Los azuleños comprometidos con la vida le dan forma a Estrellas Amarillas, que consiste en pintar una estrella amarilla en el lugar donde una persona perdió la vida por un accidente.

Este grupo fue declarado de interés municipal el 9 de octubre de 2012. Y el 9 de marzo de 2013 vino a esta ciudad Julio Cesar Ambrosio, el presidente de la fundación. A la semana siguiente se pintó la primera estrella.- Ya llevan más de 55 estrellas pintadas tanto en rutas como dentro de la ciudad.

En cada una de ellas se realiza una ceremonia corta y concisa. Se presentan, hablan algo breve y directo sobre la seguridad vial, por ejemplo el respeto a las leyes de tránsito y más que nada respetar al prójimo, porque la vida es una sola y hay que respetarla.

Parecería que prevalece una visión parcializada de la problemática, sobre la concientización vial, y no se atiende a ciertas cosas que son en su particularidad cuestiones importantes que merecen mucha atención, pero parecen anular la profundidad de lo que pasa en la vía pública.

Seguramente existen distintas explicaciones: de una mirada sociológica se pueden identificar ciertos comportamientos. No se puede creer que los chicos no entiendan, no le den valor a la vida.

Por eso es importante el análisis. Cuando existe un problema lo principal es conocer a fondo cuales son los componentes. Si se toma sólo una parte se parcializa y se corre el riesgo de quedarse en medidas de sanción o restrictivas que sirven en el momento, pero no se desarticula el ideario social, el entramado que se construye entre todos.

El principal referente es el Estado, pues tiene directa injerencia en todo lo que sea controlar, sancionar, educar, y brindar asistencia. Pero también es cierto que hay un proyecto nacional que es para los docentes, pero al no ser obligatorio no todos lo realizan. La Agencia de Seguridad Vial lo desarrolla.

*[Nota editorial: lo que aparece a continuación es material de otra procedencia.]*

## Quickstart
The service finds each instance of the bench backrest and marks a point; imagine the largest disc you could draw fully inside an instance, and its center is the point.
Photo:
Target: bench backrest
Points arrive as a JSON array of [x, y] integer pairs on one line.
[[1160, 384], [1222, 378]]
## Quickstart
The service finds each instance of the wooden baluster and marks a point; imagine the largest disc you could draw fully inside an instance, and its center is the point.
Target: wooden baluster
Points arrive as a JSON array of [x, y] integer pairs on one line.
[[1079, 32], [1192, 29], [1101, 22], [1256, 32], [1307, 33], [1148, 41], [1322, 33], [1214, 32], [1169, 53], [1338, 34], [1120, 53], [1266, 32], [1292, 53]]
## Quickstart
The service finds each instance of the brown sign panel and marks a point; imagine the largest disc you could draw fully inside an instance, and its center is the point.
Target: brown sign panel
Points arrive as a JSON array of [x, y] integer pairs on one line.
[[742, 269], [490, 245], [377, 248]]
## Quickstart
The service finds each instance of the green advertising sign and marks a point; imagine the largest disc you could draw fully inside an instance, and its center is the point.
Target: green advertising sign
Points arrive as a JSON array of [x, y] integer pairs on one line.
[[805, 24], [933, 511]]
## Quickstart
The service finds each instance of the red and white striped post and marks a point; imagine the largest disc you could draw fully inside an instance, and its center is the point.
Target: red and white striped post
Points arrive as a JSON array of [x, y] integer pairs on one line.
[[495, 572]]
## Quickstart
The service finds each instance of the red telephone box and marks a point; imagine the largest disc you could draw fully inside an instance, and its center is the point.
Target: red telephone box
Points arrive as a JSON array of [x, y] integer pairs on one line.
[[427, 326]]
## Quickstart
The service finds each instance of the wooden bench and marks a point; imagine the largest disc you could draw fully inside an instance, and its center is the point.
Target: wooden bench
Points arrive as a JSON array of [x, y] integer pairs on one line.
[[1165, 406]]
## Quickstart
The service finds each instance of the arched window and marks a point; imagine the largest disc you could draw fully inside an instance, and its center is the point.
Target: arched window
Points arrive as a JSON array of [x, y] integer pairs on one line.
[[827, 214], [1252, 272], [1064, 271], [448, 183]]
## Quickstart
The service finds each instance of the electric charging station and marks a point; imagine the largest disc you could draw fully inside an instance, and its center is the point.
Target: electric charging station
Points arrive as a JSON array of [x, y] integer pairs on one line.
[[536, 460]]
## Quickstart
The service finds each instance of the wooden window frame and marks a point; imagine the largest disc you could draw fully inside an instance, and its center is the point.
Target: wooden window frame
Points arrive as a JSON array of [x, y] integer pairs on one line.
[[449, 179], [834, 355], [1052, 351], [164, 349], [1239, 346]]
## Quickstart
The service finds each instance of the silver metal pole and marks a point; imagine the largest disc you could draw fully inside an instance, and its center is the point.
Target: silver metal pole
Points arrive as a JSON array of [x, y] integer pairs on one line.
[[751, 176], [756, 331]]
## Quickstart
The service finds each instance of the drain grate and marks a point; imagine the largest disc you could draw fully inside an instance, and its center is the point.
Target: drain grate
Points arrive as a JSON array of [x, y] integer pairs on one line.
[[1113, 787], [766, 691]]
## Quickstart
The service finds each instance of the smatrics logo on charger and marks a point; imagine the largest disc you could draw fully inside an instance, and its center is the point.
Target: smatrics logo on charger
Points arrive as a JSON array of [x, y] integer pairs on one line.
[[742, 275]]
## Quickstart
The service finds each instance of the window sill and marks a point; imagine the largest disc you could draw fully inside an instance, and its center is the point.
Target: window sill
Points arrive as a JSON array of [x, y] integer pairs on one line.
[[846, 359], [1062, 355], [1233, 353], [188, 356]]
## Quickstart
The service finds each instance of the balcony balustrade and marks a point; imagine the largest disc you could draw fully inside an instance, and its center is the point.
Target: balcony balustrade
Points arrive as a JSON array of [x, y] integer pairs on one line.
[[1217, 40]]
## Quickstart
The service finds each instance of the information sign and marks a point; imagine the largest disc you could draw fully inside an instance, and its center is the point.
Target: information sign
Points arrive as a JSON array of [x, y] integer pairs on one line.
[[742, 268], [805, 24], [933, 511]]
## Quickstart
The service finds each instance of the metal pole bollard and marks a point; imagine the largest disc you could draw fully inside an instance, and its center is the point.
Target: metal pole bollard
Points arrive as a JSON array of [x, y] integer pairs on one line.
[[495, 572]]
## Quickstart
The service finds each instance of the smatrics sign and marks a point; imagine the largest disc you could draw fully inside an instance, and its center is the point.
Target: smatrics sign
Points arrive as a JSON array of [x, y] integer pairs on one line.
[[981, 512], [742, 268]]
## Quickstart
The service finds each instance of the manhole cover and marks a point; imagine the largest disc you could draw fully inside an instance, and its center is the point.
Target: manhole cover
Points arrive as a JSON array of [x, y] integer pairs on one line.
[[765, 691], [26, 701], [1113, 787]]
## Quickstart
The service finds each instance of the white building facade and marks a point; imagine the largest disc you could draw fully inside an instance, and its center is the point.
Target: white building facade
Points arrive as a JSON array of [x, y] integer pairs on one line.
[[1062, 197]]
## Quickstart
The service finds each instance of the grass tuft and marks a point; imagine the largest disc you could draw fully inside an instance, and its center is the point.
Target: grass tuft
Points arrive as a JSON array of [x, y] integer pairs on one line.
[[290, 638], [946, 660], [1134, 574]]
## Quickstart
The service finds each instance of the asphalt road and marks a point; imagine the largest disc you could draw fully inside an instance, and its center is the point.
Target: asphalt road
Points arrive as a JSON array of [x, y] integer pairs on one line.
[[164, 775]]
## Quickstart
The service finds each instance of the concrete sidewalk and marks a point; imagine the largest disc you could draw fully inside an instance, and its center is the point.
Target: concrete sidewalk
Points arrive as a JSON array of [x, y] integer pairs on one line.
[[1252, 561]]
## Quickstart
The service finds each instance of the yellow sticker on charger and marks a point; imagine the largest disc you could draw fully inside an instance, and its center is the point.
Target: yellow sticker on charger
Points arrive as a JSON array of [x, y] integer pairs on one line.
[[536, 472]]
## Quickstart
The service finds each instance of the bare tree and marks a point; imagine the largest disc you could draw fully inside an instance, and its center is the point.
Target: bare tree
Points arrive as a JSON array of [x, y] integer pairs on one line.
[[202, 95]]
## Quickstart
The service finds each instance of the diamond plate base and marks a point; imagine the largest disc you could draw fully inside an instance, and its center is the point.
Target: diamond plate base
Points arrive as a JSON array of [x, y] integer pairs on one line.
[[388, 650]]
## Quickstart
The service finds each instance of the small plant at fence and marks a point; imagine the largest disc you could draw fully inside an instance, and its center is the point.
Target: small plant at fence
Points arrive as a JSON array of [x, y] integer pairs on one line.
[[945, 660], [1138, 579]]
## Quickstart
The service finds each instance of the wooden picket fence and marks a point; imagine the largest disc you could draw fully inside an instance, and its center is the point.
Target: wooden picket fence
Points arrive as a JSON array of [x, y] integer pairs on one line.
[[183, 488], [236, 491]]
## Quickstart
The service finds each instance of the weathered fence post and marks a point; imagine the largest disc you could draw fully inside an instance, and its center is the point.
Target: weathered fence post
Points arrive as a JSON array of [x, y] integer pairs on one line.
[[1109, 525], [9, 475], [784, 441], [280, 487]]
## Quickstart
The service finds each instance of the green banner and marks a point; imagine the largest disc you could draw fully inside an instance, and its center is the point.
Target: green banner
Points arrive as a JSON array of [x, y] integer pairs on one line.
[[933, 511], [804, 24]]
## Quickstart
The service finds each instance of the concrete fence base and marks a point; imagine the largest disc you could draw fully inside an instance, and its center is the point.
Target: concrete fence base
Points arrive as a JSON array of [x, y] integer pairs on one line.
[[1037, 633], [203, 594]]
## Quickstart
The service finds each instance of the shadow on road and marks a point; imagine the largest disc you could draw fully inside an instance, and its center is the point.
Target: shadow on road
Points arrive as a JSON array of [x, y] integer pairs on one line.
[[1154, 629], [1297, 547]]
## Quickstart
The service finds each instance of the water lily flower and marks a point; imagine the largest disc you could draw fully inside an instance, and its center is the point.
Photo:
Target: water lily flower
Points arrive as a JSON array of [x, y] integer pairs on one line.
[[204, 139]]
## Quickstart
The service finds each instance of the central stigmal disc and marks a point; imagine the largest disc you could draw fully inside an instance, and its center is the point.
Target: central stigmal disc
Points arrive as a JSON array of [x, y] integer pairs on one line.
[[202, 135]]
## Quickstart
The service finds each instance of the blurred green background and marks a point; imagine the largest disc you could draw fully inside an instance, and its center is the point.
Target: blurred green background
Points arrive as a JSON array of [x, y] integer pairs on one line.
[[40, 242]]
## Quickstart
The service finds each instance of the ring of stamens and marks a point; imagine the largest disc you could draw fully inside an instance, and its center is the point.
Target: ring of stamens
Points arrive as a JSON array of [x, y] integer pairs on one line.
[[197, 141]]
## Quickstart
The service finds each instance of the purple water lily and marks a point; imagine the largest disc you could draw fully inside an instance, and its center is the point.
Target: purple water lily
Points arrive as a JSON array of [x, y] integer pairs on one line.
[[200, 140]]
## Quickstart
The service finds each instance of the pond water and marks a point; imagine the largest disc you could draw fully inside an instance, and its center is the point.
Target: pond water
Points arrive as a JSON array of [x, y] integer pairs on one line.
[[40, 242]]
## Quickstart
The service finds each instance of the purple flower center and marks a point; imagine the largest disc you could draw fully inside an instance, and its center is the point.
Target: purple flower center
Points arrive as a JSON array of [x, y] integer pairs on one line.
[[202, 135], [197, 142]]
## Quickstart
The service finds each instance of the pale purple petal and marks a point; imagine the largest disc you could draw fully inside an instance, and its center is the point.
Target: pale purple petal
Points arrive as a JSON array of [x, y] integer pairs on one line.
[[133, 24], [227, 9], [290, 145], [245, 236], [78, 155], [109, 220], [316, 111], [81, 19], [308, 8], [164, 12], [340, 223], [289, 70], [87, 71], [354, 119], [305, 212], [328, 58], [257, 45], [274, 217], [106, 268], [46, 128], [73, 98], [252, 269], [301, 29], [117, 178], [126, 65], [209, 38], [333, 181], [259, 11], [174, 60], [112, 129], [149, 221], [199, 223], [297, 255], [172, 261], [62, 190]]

Eso es el signo de que falta educación, poseer los datos necesarios que hagan despertar conciencia en la sociedad, incorporándolo en las escuelas y que esté más presente en los sistemas oficiales y en la familia.

Es necesario insistir con la toma de conciencia. La consecuencia de una educación que no contempla como obligatorio este aspecto, o los valores que se debieran inculcar en la propia casa siguen siendo fundamentales.

La conciencia se adquiere, es un estado al que se llega cuando se analiza una situación y se empieza a ver lo evidente, lo que antes estaba en segundo plano.

Las estrellas amarillas que uno ver pintadas sobre la cinta asfáltica, influyen en el conductor, lo hacen meditar y tomar conciencia sobre la responsabilidad que asume al transportar personas. Pintar menos estrellas amarillas es ganar vidas útiles para la sociedad. Y para ello es obligación de toda la sociedad concientizarse de que hay que respetar las normas de tránsito.